O acidente aéreo que chocou o Brasil na última sexta-feira (9) e deixou o país de luto também afetou parte da comunidade migrante no país. Quatro das 62 vítimas da tragédia com o voo da companhia Voepass, que caiu em Vinhedo (SP), eram migrantes: uma professora portuguesa e três venezuelanos da mesma família.
As vítimas venezuelanas são: Maria Parra, sua filha Josgleidys Gonzales e Joslan Perez (filho de Josgledys Gonzalez e neto de Maria). Junto com a família estava ainda um pet, a cachorrinha Luna. Além deles, também estava a portuguesa Gracinda Marina Castelo da Silva.

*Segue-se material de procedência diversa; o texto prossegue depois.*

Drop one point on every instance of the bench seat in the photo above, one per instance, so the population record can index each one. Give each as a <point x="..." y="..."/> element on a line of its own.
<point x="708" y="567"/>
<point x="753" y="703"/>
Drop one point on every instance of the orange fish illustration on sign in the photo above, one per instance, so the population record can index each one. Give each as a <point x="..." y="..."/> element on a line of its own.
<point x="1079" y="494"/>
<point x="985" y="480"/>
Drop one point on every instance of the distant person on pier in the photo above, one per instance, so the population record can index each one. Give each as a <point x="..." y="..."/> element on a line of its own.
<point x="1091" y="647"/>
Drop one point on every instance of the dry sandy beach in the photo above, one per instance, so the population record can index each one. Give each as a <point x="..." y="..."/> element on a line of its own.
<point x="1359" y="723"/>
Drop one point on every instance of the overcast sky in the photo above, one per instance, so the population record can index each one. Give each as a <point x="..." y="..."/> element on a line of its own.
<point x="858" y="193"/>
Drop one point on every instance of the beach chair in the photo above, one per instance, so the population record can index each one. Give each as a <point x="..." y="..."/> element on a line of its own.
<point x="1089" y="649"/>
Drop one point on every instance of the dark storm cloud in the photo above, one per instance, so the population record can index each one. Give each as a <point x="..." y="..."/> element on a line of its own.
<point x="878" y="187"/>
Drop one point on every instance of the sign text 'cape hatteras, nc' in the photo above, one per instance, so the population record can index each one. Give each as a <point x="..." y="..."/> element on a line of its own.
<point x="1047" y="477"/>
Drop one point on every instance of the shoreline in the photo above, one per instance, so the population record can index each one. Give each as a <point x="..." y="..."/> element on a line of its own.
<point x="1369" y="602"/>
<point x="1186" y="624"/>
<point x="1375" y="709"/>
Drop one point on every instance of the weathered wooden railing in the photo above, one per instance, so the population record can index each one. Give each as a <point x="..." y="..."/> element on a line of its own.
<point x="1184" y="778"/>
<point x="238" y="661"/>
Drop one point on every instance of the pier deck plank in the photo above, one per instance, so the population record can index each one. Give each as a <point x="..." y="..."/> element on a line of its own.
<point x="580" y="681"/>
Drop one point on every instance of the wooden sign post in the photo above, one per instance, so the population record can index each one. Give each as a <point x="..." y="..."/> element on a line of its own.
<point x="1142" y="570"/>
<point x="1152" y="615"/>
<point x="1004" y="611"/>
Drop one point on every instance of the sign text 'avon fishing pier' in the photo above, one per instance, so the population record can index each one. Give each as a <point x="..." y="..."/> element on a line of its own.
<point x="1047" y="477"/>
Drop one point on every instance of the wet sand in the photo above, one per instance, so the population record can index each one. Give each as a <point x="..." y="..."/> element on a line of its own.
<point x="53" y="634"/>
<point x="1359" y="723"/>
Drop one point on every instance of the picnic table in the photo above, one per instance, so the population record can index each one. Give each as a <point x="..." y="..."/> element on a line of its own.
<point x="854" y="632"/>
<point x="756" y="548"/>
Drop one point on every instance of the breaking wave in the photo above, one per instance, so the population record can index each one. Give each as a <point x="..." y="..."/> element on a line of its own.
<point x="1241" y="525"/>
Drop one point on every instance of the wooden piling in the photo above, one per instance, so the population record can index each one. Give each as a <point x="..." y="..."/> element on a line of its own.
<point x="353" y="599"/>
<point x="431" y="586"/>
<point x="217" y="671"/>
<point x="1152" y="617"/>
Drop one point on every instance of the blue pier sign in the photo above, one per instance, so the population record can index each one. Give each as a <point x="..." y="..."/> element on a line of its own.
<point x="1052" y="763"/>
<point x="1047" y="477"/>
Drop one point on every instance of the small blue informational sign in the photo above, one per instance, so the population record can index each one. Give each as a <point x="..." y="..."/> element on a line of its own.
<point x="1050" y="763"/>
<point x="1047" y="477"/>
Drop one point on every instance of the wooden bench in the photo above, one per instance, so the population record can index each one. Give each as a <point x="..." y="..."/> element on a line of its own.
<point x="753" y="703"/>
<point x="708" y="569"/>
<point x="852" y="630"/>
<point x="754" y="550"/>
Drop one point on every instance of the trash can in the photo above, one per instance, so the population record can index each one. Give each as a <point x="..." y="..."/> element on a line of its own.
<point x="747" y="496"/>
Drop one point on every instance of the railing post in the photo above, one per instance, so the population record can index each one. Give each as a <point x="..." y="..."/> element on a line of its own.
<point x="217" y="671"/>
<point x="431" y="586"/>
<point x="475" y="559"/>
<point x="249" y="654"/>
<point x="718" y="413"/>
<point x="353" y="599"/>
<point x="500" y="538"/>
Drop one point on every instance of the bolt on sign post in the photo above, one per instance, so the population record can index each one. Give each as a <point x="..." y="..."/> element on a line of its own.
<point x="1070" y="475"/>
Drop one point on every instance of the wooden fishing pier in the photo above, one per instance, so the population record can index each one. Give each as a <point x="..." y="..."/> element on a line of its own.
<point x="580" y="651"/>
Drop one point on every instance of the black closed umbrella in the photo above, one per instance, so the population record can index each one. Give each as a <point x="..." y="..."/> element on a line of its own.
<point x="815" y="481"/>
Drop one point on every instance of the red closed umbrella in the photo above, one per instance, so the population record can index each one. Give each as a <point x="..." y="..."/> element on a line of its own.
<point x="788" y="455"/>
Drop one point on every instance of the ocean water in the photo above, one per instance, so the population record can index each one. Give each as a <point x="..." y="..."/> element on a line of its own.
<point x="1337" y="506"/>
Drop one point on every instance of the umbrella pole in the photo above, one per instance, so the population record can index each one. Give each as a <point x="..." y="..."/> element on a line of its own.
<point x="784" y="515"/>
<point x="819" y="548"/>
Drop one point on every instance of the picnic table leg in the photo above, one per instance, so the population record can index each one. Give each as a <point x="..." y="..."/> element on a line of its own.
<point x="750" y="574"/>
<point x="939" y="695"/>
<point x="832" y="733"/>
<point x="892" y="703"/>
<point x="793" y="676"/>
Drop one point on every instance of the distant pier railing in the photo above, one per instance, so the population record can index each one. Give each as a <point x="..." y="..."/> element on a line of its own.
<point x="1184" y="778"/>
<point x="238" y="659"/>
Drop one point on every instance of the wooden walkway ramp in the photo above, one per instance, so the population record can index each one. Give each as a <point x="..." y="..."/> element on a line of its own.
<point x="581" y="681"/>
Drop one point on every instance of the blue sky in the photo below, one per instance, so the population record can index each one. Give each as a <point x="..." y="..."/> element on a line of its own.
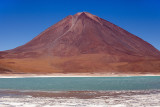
<point x="22" y="20"/>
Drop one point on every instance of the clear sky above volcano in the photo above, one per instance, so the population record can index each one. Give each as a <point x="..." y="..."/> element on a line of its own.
<point x="22" y="20"/>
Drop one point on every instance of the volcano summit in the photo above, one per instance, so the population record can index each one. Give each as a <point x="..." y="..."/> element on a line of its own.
<point x="83" y="43"/>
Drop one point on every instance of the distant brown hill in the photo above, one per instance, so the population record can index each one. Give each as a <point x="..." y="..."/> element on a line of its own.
<point x="82" y="43"/>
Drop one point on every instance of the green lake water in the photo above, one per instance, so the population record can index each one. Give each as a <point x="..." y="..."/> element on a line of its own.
<point x="81" y="83"/>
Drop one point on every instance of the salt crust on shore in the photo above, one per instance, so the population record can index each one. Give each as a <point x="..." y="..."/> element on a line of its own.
<point x="141" y="100"/>
<point x="73" y="75"/>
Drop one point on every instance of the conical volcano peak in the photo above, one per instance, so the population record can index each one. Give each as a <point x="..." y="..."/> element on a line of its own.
<point x="83" y="43"/>
<point x="89" y="15"/>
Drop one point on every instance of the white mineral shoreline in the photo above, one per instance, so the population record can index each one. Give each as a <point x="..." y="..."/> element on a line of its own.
<point x="73" y="75"/>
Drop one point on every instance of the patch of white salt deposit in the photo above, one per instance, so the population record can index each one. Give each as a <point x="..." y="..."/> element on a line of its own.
<point x="141" y="100"/>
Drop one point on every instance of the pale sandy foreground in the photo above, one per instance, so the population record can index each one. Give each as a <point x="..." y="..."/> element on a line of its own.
<point x="150" y="98"/>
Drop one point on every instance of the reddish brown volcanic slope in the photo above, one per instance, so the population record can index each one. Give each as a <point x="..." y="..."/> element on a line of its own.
<point x="83" y="43"/>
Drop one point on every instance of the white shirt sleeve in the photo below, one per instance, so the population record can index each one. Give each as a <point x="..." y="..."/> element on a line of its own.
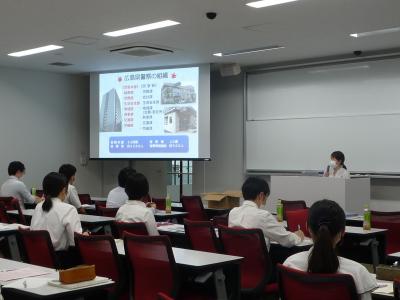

Os quatro moravam na região oeste do Paraná, sendo os venezuelanos em Cascavel, cidade de origem do voo da Voepass, e Gracinda Marina na cidade de Toledo.
A Aeronáutica apura as causas da queda da aeronave, que atingiu duas residências em um condomínio fechado no município paulista. Não há registro de vítimas entre moradores ou de quem estava no solo.
Trajetórias interrompidas e reflexões
A tragédia significou o fim de trajetórias que, a partir do recorte sobre migrações no Brasil, ajudam a ilustrar a situação de diferentes comunidades migrantes no país.
De acordo com amigos em Cascavel, a família venezuelana havia migrado para o Brasil em busca de uma vida melhor, mas enfrentava dificuldade para regularizar a documentação de Joslan, nascido na Venezuela, mas que havia crescido no Brasil.
Dias antes do acidente, a família venezuelana havia sido vítima de um golpe financeiro pela internet, deixando-a sem dinheiro. Diante dessa situação, a solução encontrada foi deixar o Brasil e fazer um novo processo de migração. Vizinhos ajudaram com uma vaquinha online e com a documentação do pet para que as duas mulheres e a criança pudessem fazer a viagem.
De Guarulhos, destino final do voo da Voepass, o plano da família era viajar até Boa Vista (RR) e seguir de ônibus até Pacaraima, na fronteira com a Venezuela, onde fariam um percurso de 12 horas até a cidade de origem. De lá, o passo seguinte seria a Colômbia, país que mais abriga venezeulanos da diáspora em todo o mundo.
“O falecimento de uma mulher migrante venezuelana em busca de um futuro melhor para ela e sua família. Um menino venezuelano que não poderá jogar e nem cantar o hino à sua bandeira. Ver e sentir como buscando um melhor futuro longe de nosso país perdemos a tantos…”, refletiu a comunicadora venezuelana Yesica Morais sobre a morte da compatriota.
Gracinda, por sua vez, era professora e fazia parte do corpo docente da Universidade Tecnológica Federal do Paraná (UTFPR) e casada há 25 anos com o servidor público municipal Nélvio José Hubner, com quem teve três filhos. Ele tambpem foi uma das vítimas do acidente aéreo.
Além da atividade acadêmica, Gracinda gostava de motociclietas e era filiada ao MDB. Em 1º de agosto, teve lançada a pré-candidata ao cargo de vereadora em Toledo pelo partido. Seu slogan era “Pilotando Toledo com educação e inclusão”.
De acordo com a Constituição brasileira em vigor, os migrantes residentes no Brasil não possuem direito a voto, nem de serem votados. Essa barreira, no entanto, cai por terra quando se trata de imigrantes que já obtiveram a cidadania brasileira – seja mantendo-a em conjunto com a cidadania de origem ou abrindo mão desta. Portugueses com igualdade de direitos em relação aos brasileiros também podem participar do processo eleitoral diretamente.
Nunca é demais lembrar que reconhecimento do direito de votar e de ser votado é uma bandeira histórica do movimento social migrante no Brasil. No entanto, tal obstáculo atualmente só é transposto por quem se enquadra nessas exceções. Um estudo feito em 2020 e destacado à época pelo MigraMundo traçou um perfil dos candidatos não-brasileiros que disputaram as eleições municipais daquele ano. Foram 219 nomes encontrados de 38 nacionalidades, sendo a portuguesa a maior representada.